I'm reading a 6 million entry .csv file with Python, and I want to be able to search through this file for a particular entry.
Are there any tricks to search the entire file? Should you read the whole thing into a dictionary or should you perform a search every time? I tried loading it into a dictionary but that took ages so I'm currently searching through the whole file every time which seems wasteful.
Could I possibly utilize that the list is alphabetically ordered? (e.g. if the search word starts with "b" I only search from the line that includes the first word beginning with "b" to the line that includes the last word beginning with "b")
I'm using import csv.
(a side question: it is possible to make csv go to a specific line in the file? I want to make the program start at a random line)
Edit: I already have a copy of the list as an .sql file as well, how could I implement that into Python?
解决方案
If the csv file isn't changing, load in it into a database, where searching is fast and easy. If you're not familiar with SQL, you'll need to brush up on that though.
Here is a rough example of inserting from a csv into a sqlite table.
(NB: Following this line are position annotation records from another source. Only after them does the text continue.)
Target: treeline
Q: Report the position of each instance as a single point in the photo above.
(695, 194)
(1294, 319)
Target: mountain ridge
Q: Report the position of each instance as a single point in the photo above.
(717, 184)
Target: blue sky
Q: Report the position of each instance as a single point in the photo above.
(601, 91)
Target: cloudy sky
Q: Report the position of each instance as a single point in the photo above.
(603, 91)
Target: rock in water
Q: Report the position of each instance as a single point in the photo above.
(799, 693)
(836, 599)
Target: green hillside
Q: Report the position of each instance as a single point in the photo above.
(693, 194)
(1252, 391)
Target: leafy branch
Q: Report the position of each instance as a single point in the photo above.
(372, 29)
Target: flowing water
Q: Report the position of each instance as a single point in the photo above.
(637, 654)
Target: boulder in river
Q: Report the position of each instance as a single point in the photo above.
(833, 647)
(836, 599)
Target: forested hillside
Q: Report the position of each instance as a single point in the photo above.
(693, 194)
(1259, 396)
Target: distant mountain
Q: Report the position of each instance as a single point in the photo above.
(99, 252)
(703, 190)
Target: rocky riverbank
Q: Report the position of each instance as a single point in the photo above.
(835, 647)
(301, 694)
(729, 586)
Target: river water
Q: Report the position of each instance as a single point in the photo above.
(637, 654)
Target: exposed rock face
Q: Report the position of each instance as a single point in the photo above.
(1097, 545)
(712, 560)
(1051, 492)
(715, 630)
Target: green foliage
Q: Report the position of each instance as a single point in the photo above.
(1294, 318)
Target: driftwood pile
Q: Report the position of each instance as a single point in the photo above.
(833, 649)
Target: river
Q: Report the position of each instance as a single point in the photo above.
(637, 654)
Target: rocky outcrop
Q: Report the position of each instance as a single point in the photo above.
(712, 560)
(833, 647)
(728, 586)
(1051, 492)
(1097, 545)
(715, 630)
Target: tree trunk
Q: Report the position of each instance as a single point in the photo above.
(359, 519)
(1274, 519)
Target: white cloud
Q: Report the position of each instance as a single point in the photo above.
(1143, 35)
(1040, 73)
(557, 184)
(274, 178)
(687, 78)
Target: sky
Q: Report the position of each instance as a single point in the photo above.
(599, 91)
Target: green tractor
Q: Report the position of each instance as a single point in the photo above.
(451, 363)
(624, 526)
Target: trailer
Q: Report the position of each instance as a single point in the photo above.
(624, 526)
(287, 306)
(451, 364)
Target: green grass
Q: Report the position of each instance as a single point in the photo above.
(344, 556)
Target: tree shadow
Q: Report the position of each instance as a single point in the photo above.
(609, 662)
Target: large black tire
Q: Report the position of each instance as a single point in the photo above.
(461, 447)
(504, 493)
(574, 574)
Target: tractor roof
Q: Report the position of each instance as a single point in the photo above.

Example csv is ';' delimited, and has 2 columns.
import csv
import sqlite3
con = sqlite3.Connection('newdb.sqlite')
cur = con.cursor()
cur.execute('CREATE TABLE "stuff" ("one" varchar(12), "two" varchar(12));')
f = open('stuff.csv')
csv_reader = csv.reader(f, delimiter=';')
cur.executemany('INSERT INTO stuff VALUES (?, ?)', csv_reader)
cur.close()
con.commit()
con.close()
f.close()